In Florida last week, Justice Clarence Thomas, who has served since 1991, waxed poetic about his deep friendships with justices from an earlier era, saying there is nothing “negative” about his relations with the newer crop of colleagues while acknowledging the court is now “different.”
And in Washington on Monday night, Justice Ketanji Brown Jackson criticized the court for disrupting its normal practices through quick-turn, often unexplained emergency orders and warned that the public loses confidence in the court when its decisions appear political.
As the justices have traveled the country this month for public appearances, a traditional part of the court’s schedule after finishing oral arguments for the term, they have seemed intensely aware of a public debate about their relationships with each other and the court’s own legitimacy.

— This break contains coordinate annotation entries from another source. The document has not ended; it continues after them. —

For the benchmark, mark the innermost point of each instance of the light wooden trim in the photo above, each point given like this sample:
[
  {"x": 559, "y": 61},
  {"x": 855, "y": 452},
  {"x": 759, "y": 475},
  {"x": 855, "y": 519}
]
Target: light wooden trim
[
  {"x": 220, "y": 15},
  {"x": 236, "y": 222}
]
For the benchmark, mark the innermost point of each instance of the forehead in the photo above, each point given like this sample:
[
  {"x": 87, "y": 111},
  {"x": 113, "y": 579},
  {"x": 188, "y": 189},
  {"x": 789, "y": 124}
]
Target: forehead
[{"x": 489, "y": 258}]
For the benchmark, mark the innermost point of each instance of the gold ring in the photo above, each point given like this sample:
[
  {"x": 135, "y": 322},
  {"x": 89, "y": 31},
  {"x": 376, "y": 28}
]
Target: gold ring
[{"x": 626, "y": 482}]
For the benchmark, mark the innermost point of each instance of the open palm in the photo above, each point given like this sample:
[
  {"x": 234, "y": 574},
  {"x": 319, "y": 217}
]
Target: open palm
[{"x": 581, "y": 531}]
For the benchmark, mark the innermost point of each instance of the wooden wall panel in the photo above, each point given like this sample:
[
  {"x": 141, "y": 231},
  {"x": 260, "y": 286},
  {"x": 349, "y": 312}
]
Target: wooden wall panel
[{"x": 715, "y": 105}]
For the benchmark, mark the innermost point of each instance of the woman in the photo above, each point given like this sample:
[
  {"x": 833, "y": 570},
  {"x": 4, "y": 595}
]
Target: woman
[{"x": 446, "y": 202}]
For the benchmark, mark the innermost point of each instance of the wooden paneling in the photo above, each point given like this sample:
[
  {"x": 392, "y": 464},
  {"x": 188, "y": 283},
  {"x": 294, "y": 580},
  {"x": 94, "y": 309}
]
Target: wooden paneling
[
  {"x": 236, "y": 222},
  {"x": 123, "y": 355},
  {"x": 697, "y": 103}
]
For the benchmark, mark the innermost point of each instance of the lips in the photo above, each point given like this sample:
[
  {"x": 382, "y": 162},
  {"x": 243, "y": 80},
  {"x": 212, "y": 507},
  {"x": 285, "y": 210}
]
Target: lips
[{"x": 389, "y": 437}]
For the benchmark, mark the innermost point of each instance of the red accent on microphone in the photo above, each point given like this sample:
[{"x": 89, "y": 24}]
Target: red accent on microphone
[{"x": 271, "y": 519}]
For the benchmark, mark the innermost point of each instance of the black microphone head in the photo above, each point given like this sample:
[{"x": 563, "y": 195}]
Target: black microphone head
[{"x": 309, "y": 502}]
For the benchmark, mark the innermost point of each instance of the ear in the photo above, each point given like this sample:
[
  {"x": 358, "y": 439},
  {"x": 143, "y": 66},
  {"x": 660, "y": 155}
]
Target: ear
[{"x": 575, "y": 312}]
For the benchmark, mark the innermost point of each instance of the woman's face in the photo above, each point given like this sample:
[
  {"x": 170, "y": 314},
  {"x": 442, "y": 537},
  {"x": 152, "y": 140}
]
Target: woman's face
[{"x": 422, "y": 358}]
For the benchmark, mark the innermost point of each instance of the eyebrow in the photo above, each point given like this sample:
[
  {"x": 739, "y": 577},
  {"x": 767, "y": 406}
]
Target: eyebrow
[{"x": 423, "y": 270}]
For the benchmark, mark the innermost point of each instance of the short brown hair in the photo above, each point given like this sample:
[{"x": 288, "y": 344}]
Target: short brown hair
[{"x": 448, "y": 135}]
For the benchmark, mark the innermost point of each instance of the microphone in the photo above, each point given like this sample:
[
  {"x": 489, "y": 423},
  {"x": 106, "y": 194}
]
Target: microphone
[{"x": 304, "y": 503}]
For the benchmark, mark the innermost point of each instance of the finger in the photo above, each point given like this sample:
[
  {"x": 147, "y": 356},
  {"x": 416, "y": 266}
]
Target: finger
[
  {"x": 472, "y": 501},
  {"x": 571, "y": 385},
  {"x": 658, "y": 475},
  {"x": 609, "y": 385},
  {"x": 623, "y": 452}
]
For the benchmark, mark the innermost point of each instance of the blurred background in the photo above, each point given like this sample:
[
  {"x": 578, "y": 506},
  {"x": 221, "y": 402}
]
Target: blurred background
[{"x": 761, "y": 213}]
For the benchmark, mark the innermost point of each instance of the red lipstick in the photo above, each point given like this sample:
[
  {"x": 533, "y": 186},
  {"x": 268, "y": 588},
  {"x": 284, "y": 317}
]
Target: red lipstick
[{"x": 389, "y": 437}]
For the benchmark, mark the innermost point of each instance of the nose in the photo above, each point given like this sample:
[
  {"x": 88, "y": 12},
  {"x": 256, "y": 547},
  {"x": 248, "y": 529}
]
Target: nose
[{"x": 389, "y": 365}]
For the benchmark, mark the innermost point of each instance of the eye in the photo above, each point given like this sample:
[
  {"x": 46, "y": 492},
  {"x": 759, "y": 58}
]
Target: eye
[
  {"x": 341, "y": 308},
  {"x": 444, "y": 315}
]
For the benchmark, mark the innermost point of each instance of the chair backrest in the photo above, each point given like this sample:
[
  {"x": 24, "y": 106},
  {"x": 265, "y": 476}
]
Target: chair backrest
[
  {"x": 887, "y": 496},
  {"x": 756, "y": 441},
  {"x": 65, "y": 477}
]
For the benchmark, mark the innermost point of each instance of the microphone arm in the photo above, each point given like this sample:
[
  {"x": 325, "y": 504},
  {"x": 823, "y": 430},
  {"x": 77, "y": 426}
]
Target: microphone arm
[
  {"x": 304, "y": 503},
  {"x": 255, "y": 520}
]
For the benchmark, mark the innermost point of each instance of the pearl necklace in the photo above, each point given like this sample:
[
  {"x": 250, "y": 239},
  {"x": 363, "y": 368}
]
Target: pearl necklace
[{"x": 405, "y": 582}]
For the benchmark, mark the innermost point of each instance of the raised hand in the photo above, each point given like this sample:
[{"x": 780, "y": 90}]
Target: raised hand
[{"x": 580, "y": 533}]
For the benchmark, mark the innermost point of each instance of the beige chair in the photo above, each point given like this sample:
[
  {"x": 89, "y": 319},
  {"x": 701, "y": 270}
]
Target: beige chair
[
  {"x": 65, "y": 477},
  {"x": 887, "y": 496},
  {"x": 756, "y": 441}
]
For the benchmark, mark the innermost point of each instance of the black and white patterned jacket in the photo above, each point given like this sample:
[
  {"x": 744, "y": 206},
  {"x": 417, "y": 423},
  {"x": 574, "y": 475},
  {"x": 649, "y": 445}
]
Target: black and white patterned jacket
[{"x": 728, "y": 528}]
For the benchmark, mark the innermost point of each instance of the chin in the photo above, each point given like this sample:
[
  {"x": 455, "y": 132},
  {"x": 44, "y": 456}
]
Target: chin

“It is so important for the public to perceive us as neutral, nonpartisan,” because “public confidence is really all the judiciary has. That’s our currency,” Justice Jackson said during a wide-ranging conversation with a federal judge from South Carolina at the American Law Institute’s annual meeting in Washington.
“It’s incumbent upon us to do things, to act in ways that shore up public confidence.”
Justice Jackson’s comments hint at what appear to be frayed relations among some of the justices as the court prepares to issue its final rulings, many in deeply consequential cases, before the term ends in late June or early July.